What car could possibly replace a vehicle with the pedigree and history of the Volkswagen Beetle? Why, a compact crossover of course!
The last Beetle ever made (hopefully) rolled off the assembly line on July 9th at Volkswagen’s factory in Puebla, Mexico. With over 80 years of automotive heritage, the Beetle is the most produced and longest-running vehicle that the world has ever seen. Its name will go down in legend and song as the world’s true “people’s car.”
We were told at the time of the Beetle’s demise that the same factory that built it will now be retooled to produce an entirely different vehicle: an as-yet-unnamed compact crossover. Now we know what the crossover will be called.

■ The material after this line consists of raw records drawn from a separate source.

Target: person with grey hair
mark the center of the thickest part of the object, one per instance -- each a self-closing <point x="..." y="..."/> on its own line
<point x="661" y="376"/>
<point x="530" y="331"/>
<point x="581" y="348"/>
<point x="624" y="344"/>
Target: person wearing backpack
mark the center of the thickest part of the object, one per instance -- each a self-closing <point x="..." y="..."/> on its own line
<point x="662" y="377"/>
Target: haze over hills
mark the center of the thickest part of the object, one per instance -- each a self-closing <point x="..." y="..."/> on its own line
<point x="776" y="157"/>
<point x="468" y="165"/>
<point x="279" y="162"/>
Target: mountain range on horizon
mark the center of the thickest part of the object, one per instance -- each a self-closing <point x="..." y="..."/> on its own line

According to VW of Mexico CEO Steffen Reiche in an interview with Automotive News, the replacement for the Beetle will be called the Tarek. Probably. He was unable to confirm the name, but it’s the one that other publications are throwing around, so we’ll call it the Tarek until Volkswagen says otherwise.

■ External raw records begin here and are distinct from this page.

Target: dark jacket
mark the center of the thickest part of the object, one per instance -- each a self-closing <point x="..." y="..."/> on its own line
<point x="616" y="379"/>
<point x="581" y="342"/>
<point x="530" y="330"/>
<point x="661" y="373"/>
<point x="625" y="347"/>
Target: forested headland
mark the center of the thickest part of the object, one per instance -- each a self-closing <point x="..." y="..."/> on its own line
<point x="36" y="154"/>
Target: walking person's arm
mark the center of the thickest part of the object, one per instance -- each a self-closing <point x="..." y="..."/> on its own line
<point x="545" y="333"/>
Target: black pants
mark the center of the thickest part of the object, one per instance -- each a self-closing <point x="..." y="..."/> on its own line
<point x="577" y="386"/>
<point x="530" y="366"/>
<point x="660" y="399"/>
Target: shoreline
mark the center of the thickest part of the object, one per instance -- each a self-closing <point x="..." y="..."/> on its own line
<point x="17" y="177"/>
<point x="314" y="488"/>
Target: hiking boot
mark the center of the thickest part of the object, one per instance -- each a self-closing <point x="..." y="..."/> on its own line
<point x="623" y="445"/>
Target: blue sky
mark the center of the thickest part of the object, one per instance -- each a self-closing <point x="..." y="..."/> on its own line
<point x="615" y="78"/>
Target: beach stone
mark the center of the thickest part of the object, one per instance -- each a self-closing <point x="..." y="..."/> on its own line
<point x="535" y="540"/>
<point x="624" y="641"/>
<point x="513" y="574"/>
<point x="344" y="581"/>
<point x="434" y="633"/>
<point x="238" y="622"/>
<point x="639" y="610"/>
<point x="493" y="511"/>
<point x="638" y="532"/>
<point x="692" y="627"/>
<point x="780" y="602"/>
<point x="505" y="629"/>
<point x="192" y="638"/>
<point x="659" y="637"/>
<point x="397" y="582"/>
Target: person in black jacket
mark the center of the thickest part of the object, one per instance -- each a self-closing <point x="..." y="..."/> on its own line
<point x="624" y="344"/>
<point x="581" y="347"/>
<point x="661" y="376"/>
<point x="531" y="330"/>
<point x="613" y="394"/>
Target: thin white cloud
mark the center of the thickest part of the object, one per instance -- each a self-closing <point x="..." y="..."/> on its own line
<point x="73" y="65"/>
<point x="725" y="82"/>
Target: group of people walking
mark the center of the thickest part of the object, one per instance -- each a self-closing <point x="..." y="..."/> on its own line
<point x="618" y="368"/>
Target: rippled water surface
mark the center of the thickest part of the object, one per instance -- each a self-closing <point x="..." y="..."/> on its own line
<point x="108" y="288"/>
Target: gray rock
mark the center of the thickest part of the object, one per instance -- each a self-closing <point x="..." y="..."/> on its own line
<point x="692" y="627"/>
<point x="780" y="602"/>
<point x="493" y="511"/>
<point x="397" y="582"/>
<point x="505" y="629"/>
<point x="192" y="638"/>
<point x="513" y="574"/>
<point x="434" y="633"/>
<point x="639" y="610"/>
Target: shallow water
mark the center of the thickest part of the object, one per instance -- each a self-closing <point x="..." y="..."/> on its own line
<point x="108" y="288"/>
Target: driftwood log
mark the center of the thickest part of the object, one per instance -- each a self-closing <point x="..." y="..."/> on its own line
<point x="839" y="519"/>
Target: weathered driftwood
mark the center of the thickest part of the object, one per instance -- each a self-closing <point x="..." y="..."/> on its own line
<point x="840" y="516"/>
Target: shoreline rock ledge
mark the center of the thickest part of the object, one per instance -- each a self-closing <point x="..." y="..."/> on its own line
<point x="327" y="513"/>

The Tarek will actually be largely based off a Chinese crossover called the Tharu. “We’ll adapt the Chinese model for this market,” Reiche told the publication. “Our version will be the stronger one, the rougher one compared to the Chinese one.”

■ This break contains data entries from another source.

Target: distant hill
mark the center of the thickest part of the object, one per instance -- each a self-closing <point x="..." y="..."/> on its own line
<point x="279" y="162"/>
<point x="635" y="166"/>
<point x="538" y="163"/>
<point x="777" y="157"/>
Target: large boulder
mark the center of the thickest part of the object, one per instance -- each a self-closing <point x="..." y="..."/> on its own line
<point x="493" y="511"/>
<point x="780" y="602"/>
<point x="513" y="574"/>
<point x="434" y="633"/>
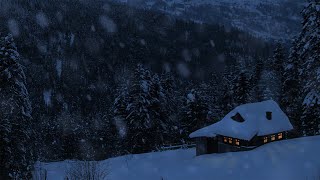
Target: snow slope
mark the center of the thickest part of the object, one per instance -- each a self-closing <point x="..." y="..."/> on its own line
<point x="295" y="159"/>
<point x="255" y="122"/>
<point x="268" y="19"/>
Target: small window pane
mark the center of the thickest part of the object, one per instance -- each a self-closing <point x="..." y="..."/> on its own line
<point x="269" y="115"/>
<point x="237" y="118"/>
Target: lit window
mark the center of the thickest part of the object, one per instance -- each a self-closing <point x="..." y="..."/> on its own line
<point x="238" y="142"/>
<point x="237" y="118"/>
<point x="225" y="139"/>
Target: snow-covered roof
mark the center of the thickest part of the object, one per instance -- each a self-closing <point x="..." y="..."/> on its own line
<point x="255" y="122"/>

As with most vehicles in the Chinese market, the base Tharu is somewhat underpowered. The smallest engine the Tharu receives is a 1.2-L gas motor producing 116 hp. It also has an optional 1.4-L turbo 4-cylinder with 150 hp or a 2.0-L turbo with 186 hp. All of those come paired with a 7-speed dual-clutch transmission geared for front-wheel-drive only.
The 2.0-L Turbo sounds powerful enough for the North American market, although it remains to be seen if we’ll get an FWD or AWD transmission.
Production of the Tarek should begin in 2020 with deliveries expected to start sometime in 2021. It will be marketed below the Tiguan in Volkswagen’s lineup.